As with all data projects, building a robust data model is a critical starting point. Over the past decade, most organizations have adopted a higher degree of common standards, such as standard legal agreement templates and standard codes and identifiers. However, these standards are often not fully adopted or comprehensive.

Most data projects can be categorized into digitizing old legacy documentation or executing new documentation within a more digital framework. For legacy documentation, digitization providers with varying degrees of Optical Character Recognition sophistication are working to build capabilities that use scanned copies to translate documentation into a data model. These tools represent a significant advance from fully manual digitization but still often struggle with language nuances, bespoke documentation, and complex tables. Many firms are now exploring the use of Machine Learning and inserting aspects of Large Language Models (LLMs) to further improve digitization accuracy.  Thus far, the technology is promising, but still cannot be fully entrusted and thus requires manual review and/or manual digitization to plug known limitations.  

For new documentation, tools are available to enable the negotiation and execution of documents within a more natively digital framework.

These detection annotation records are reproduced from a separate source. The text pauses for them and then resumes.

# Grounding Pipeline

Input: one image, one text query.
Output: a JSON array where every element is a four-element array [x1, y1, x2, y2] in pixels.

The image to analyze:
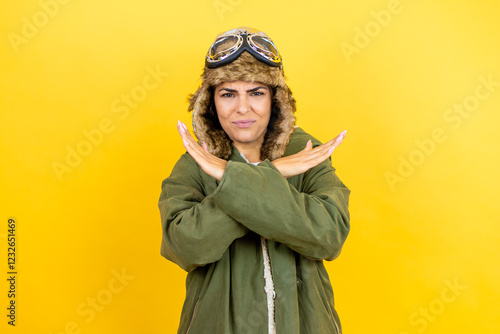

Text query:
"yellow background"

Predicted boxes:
[[0, 0, 500, 334]]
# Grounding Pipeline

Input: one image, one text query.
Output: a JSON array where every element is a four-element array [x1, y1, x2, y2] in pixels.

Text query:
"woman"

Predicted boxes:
[[158, 27, 350, 334]]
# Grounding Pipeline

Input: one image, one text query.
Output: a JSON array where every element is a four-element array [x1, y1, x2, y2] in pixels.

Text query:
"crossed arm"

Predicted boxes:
[[159, 124, 349, 271]]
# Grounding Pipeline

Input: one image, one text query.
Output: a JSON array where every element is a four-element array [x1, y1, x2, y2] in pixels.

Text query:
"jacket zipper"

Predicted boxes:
[[328, 304, 342, 334], [295, 253, 302, 287], [186, 299, 200, 334]]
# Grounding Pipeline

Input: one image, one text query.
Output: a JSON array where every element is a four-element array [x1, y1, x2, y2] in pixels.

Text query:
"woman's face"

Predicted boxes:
[[214, 81, 271, 147]]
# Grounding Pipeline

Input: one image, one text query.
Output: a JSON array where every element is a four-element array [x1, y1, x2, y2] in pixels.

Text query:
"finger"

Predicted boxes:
[[302, 139, 312, 152]]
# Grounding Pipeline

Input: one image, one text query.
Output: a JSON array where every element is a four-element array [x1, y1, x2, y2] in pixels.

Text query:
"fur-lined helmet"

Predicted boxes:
[[188, 27, 295, 161]]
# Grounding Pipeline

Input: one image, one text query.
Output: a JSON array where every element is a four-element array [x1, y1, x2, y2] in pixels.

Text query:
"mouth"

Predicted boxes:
[[233, 119, 255, 128]]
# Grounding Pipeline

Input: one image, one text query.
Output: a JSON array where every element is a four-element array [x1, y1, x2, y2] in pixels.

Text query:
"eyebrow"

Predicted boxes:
[[219, 86, 267, 93]]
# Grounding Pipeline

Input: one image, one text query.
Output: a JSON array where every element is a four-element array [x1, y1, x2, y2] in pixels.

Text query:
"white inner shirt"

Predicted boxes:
[[240, 152, 276, 334]]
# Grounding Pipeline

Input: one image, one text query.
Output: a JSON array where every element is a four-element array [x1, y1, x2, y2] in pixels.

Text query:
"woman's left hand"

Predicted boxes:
[[177, 121, 227, 181]]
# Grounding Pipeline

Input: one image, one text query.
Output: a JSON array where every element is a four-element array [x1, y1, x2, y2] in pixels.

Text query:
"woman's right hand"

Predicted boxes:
[[271, 130, 347, 178]]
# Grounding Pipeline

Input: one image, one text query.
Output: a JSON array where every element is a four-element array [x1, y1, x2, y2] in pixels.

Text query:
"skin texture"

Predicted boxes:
[[177, 81, 346, 181], [214, 81, 271, 162]]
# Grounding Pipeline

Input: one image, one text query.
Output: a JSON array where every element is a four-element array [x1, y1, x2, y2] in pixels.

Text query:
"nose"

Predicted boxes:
[[237, 94, 250, 114]]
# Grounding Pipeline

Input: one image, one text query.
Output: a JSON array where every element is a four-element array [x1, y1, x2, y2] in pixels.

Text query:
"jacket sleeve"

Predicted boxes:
[[212, 158, 350, 260], [158, 154, 248, 271]]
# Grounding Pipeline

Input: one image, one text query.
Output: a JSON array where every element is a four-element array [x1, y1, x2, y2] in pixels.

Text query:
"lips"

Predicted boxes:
[[233, 119, 255, 128]]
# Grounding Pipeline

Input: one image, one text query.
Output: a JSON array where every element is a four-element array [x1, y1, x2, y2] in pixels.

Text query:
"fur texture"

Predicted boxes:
[[188, 51, 295, 161]]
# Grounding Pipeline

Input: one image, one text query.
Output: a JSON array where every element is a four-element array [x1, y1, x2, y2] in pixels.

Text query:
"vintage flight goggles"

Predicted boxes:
[[205, 27, 282, 68]]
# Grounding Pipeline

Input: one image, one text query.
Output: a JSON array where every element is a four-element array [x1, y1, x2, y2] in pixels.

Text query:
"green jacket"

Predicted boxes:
[[158, 127, 350, 334]]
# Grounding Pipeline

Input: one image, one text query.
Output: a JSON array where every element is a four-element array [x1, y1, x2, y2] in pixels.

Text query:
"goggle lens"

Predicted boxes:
[[248, 35, 280, 63], [208, 35, 243, 61]]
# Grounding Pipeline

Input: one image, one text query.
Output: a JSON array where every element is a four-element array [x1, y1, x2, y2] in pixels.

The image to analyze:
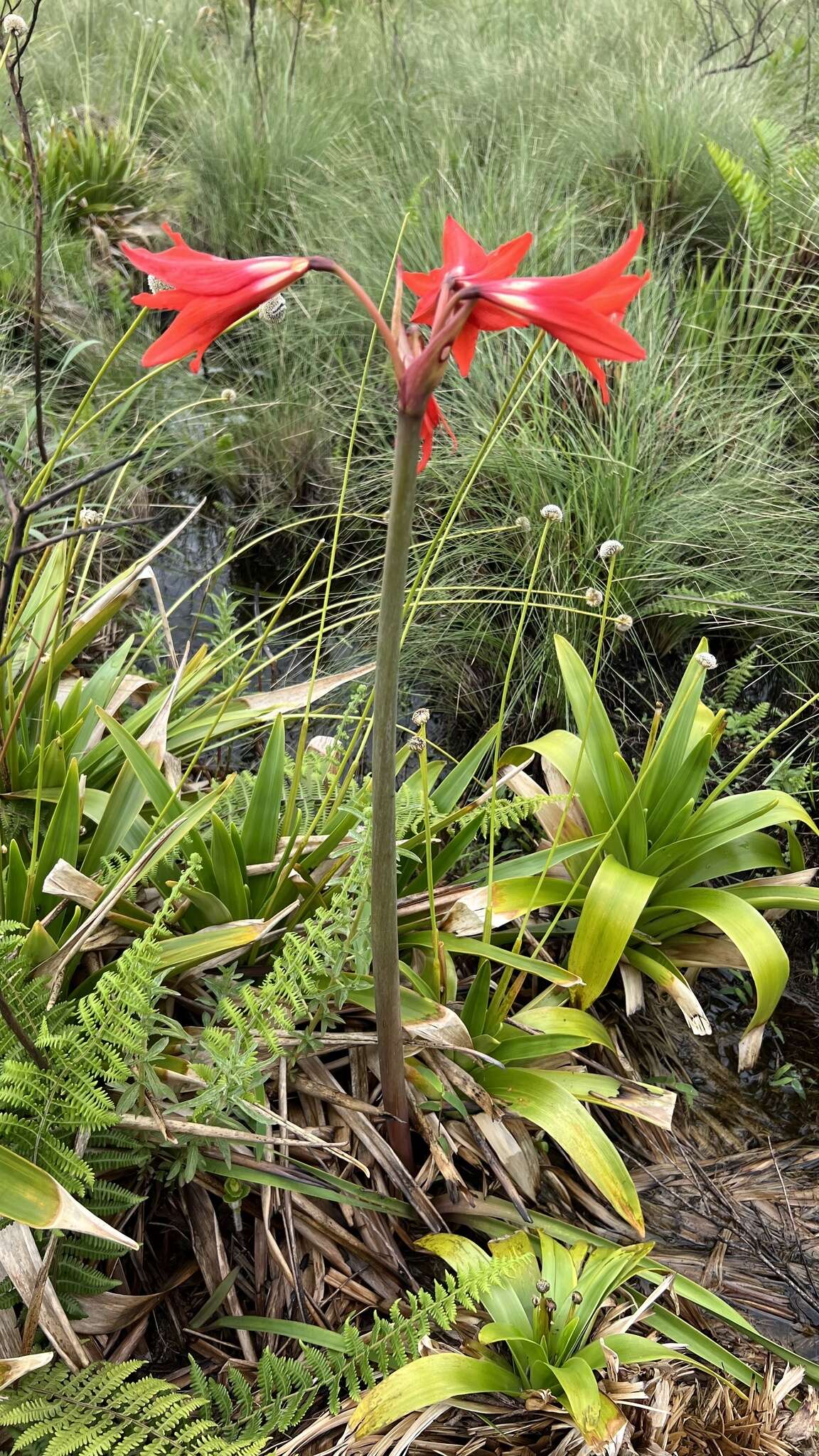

These tools are expected to grow in use, but the legal profession has been resistant to changing the way documentation is written, negotiated, and executed. Regardless of the type of data project, all require consistency across data libraries and definitions, including the data capture process, coverage model, and data accuracy.

As we look towards the future of financial markets, a unified approach to managing legal data is not just a competitive advantage but a necessity. Regulatory bodies increasingly emphasize the need for firms to streamline their data management processes to ensure sound risk and liquidity management practices across the organization. For buy-side firms, the benefits of consolidating legal agreement data, deriving actionable insights, and establishing robust data governance frameworks cannot be overstated. 

The time to act is now to improve data integrity and accuracy, which will ultimately lead to enhanced profitability and operational capabilities within the industry.